Contre Marcion

LIVRE IV

Chapitre IV

Nous voilà donc tirant chacun de notre côté cet évangile, objet de notre discussion. Marcion réclame l’authenticité pour son évangile ; moi, je la réclame pour le mien. Marcion affirme que le mien a été altéré ; j’affirme que c’est le sien qui a été corrompu. Quel sera le juge entre nous, sinon le temps qui donne de l’autorité à l’œuvre la plus ancienne, et fait croire à l’altération de l’œuvre postérieure ? S’il est vrai que le faux soit la corruption du vrai, il faut convenir que la vérité a dû précéder nécessairement le mensonge. À l’altération il faut un objet à altérer, à la contrefaçon un objet à contrefaire. D’ailleurs, quand nous démontrons que notre Evangile a paru longtemps avant celui de Marcion, n’est-il pas absurde d’avancer que le nôtre a subi une falsification avant d’avoir été véritable, et que celui de Marcion a été corrompu par notre jalousie avant d’avoir été publié ? Enfin, quelle ineptie que de regarder comme plus vrai ce qui vient plus tard, surtout après que la religion chrétienne a étonné le monde par tant de prodiges qui n’auraient pu s’accomplir sans la vérité de l’Évangile, c’est-à-dire, avant la vérité de l’Évangile !
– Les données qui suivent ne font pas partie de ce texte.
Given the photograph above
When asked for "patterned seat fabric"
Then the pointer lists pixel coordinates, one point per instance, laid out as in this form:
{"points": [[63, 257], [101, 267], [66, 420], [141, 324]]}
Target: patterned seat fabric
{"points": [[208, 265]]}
Nous et les Marcionites nous revendiquons à la fois l’Évangile de Luc : où est la vérité ? L’Évangile que nous avons entre les mains est tellement antérieur à Marcion, que Marcion lui-même y a cru pendant quelque temps, lorsque dans la première ferveur de sa foi, il déposa aux pieds de l’Église une somme d’argent, qu’elle ne tarda point à rejeter ainsi que le sectaire lui-même, aussitôt qu’il eut fait divorce avec nos dogmes pour se jeter dans l’hérésie. Sa foi première fut donc la nôtre. Si les Marcionites le nient, démentiront-ils aussi la lettre écrite de sa main ? Supposons même qu’ils la récusent ; les Antithèses de Marcion avouent le fait, que dis-je ? elles le démontrent. Je ne veux point d’autre preuve. En effet, si l’Evangile attribué par les Chrétiens à Luc (nous verrons si en effet les Marcionites le possèdent comme nous) est le même Evangile que Marcion attaque par ses Antithèses comme falsifié par les défenseurs du Judaïsme, pour ne faire qu’un seul corps de la loi et des prophètes, et percer aussi le Christ de ce côté, en vérité Marcion ne pouvait l’attaquer que parce qu’il l’avait trouvé déjà subsistant. Personne ne se transporte dans l’avenir pour corriger des choses qu’il ignore devoir exister ; la correction ne précède pas la faute. Marcion réformateur de l’Evangile ! quoi, pendant tout l’intervalle qui s’est écoulé depuis Tibère jusqu’à Antonin, nous étions sans Evangile, et Marcion le premier, Marcion seul a obtenu le privilège de le redresser ! Jésus-Christ l’avait attendu si longtemps ! Jésus-Christ s’était si fort repenti d’avoir envoyé prématurément ses apôtres sans l’assistance de Marcion ! Oui ! l’hérésie est l’œuvre de la témérité humaine. Etrangère à la divinité, elle se vante de réformer l’Evangile ; mais réformer, pour elle, c’est corrompre. Que Marcion s’appelle fièrement disciple des apôtres, « Le disciple n’est pas au-dessus du maître. »

— Je suis un apôtre, dit-il.

— « Les apôtres ou moi, n’importe, réplique Paul, nous prêchons la même doctrine. »

— Je suis un prophète !

— Va ! l’esprit des prophètes est d’accord avec celui des prophètes leurs devanciers.

— Fusses-tu un ange, je t’appellerai anathème plutôt que prédicateur de l’Evangile, puisque tu m’annonces un Evangile nouveau.

Ainsi en corrigeant il a prouvé deux choses ; l’antériorité de notre Evangile qu’il a trouvé en possession du monde ; la postériorité de son écriture, évangile nouveau, évangile à lui, formé avec les débris du nôtre.